Набор моноцитов в крови для целевых периферических тканях имеет решающее значение для воспалительного процесса во время повреждения тканей, развитие опухоли и аутоиммунных заболеваний. Этому способствует через процесс захвата от свободного потока на поверхность Люминал активированного эндотелиальных клеток, следуют их адгезии и трансэндотелиальной миграции (переселение) в базовом пораженной ткани. Однако механизмы, которые поддерживают преференциальных и контекстно зависимые вербовки Моноцит субпопуляций понимаются еще не полностью. Таким образом мы разработали метод, который позволяет набора различных Моноцит субпопуляций одновременно визуализировать и измеряется в поток. Этот метод, основанный на покадровой конфокальная томография, позволяет недвусмысленное различие между приверженцами и переселенных моноцитов. Здесь мы описываем, как этот метод может использоваться одновременно изучить набор Каскад pro ангиогенных и не ангиогенных моноцитов в пробирке. Кроме того этот метод может быть продлен изучить различные этапы найма до трех Моноцит населения.

Введение

Моноциты являются фагоцитирующих компонентом врожденного иммунитета, которая необходима для борьбы с патогенами, очистка поврежденных тканей, ангиогенез и патофизиологии многих заболеваний, включая рак^1,2,3 . Моноциты являются клетки костного мозга, полученных состоит из гетерогенных субпопуляций, которые циркулируют в крови, но могут быть набраны на месте воспаления в периферических тканях через конкретные молекулярные механизмы. Набор каскадов моноцитов, а лейкоцитов в целом подразумевает различные шаги, включая захват, прокатки, ползать, арест, трансэндотелиальной миграции (переселение) и миграции через стенку сосуда (базальной мембраны и росписи ⁴клетки). Эти шаги включают главным образом воспаления индуцированной молекул на поверхности эндотелиальных Люминал селектинов, гликопротеин лигандов, chemokines, молекулы адгезии межклеточных и соединительной и их рецепторов на лейкоциты например селектина лигандами и интегринов. Торговли людьми пути через либо развязок эндотелиальных клеток (параклеточный) или через эндотелиальные клетки тела (transcellular) может использоваться лейкоциты пересечь эндотелиальный барьер⁵. Хотя исторически были задокументированы моноцитов к высыпками через маршрут transcellular, потенциальные расхождения в их миграционных пути были предложены моноциты больше не считаются популяции однородных клеток. В настоящее время становится ясно, что разнообразие Моноцит могут быть определены каждым из их различий и общности, в отношении их отличительные кровоподтек каскады^3,6. Таким образом чтобы однозначно различать Моноцит субпопуляций, крайне важно для визуализации и фенотип поведение каждого из этих различных субпопуляций в ходе набора процесса.

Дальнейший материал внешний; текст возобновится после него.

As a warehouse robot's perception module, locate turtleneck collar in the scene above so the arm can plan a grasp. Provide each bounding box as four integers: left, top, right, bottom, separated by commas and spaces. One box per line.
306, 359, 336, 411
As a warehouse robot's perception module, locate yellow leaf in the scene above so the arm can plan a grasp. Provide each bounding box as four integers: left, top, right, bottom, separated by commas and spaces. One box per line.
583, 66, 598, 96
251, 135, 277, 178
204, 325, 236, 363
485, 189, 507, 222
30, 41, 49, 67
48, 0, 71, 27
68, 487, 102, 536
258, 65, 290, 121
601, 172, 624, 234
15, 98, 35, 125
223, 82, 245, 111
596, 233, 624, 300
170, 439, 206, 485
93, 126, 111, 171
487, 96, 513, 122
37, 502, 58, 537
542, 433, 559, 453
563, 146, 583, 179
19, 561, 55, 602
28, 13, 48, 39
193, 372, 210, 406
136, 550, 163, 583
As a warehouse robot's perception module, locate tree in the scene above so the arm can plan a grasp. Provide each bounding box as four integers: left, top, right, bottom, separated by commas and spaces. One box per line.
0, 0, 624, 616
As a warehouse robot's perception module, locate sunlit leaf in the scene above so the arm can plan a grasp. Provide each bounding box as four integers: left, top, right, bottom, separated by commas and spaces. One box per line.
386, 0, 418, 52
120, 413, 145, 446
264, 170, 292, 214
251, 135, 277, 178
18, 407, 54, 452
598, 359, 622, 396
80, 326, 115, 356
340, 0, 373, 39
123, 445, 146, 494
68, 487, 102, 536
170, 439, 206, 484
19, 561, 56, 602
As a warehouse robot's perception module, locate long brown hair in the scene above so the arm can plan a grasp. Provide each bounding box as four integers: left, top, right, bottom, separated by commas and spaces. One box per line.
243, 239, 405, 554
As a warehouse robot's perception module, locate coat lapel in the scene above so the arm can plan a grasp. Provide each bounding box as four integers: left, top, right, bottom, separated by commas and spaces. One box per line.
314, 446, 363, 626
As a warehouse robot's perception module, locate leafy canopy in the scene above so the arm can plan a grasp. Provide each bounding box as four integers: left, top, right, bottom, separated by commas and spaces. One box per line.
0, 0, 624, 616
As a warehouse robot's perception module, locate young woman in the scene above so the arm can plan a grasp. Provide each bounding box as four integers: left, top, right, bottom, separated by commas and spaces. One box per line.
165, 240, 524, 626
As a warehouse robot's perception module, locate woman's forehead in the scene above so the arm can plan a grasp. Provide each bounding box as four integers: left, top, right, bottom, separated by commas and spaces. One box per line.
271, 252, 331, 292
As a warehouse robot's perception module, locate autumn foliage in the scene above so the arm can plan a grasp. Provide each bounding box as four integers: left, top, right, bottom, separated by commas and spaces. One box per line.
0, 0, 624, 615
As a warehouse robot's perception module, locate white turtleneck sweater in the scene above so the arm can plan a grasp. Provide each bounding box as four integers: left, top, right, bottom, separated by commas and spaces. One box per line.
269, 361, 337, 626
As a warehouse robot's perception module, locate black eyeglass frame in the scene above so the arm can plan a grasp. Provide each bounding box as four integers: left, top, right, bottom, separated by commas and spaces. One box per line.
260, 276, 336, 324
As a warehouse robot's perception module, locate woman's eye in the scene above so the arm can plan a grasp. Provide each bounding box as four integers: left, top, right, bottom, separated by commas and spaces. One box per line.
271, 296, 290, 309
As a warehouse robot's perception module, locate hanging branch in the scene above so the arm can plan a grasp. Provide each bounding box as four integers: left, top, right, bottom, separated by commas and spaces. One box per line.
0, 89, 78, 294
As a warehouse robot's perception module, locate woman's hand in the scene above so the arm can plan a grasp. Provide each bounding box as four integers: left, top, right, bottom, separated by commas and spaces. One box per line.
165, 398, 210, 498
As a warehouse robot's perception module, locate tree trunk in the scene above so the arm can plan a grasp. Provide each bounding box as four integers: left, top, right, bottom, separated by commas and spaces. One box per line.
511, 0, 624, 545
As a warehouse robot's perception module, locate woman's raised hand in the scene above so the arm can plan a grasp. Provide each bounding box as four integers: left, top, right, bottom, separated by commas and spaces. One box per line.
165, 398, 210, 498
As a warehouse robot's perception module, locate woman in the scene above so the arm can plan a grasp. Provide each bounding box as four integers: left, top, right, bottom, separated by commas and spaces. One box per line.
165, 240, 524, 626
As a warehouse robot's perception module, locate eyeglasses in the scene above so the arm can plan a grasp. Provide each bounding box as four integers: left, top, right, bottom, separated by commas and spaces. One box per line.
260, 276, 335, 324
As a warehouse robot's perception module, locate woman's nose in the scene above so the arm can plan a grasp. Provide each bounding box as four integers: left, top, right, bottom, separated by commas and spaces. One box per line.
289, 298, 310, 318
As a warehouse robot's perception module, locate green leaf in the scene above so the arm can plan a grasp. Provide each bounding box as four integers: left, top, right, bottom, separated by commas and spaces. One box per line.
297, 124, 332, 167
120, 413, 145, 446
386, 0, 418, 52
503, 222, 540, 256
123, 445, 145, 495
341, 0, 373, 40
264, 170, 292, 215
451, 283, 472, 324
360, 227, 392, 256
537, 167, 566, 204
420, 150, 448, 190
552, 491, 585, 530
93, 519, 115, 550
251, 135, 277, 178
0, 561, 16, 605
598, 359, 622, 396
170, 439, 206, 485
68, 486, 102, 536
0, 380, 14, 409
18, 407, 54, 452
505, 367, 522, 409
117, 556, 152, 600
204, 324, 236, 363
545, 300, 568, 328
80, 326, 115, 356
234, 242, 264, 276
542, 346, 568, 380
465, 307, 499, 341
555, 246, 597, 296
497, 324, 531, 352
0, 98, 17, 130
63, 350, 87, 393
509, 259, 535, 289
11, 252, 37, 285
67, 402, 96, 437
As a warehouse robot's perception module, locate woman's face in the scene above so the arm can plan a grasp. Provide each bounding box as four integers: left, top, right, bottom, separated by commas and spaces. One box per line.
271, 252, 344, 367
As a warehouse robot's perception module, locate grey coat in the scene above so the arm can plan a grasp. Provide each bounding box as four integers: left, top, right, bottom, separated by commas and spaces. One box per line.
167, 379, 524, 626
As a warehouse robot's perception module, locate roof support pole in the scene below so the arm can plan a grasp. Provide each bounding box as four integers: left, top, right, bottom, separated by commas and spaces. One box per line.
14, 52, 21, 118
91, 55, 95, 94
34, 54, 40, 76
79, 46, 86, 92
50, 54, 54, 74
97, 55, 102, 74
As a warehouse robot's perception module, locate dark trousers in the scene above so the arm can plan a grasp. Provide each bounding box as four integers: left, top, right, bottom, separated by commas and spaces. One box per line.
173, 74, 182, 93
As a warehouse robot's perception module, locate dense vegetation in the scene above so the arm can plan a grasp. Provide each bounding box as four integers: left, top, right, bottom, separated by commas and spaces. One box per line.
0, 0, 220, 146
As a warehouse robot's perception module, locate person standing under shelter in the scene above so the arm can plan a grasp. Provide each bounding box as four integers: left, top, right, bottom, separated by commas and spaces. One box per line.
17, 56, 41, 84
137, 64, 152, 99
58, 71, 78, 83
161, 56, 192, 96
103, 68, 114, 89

Моноциты от человека, свинки, крысы и мыши были подразделены фенотипического субпопуляции с некоторыми объясняется социальными функциями и конкретных миграционных поведения^7,8,9. Например в организме человека, моноциты можно подразделить три подгруппы, основанный на их поверхности выражение CD14, coreceptor для бактериальных липополисахарида и CD16, Fc-гамма-рецептор III. Человека Моноцит субпопуляций включают в себя классические CD14 окрашенных CD16 +^+-, промежуточные CD14 окрашенных CD16 +⁺⁺ и неклассические CD14^{тусклом}CD16⁺ клетки^6,9. Классическая CD14 окрашенных CD16 +^+– моноцитов были показаны в основном воспалительных тогда как бассейн CD16⁺ моноцитов коллективно были найдены представить TIE2 выражения и proangiogenic функции¹⁰. Последовательно, стимуляции эндотелиальных клеток с воспалительных цитокинов, таких как некроза опухолей человека фактор (ФНО) α или интерлейкина (IL-1) бета (обычные воспаление) достаточно, чтобы вызвать полный набор классических CD14 окрашенных CD16 +^{+ –} моноцитов. Тем не менее, одновременных действий Сосудистый эндотелиальный фактор роста (VEGF) и TNFα (ангиогенных факторов driven воспаление) требуются спровоцировать трансмиграции CD16⁺ proangiogenic бассейн моноциты³. Исторически традиционная система Transwell при статических условиях, Камера потока параллельной пластине и µ слайд потока камеры были использованы для количественного анализа набора одного лейкоцита населения на время в пробирке^{11 ,12,13}. Хотя эти протоколы были подтверждены, более надежный метод, который позволяет одновременный анализ нескольких Моноцит субпопуляций будет считаться более глубокий. Такие методологии должны учитывать различные частоты каждого соответствующего населения и несколько взаимодействий и также предусматривают набор каскадов, которые определяют каждый Моноцит механистического понимания сходства и особенностей подмножество.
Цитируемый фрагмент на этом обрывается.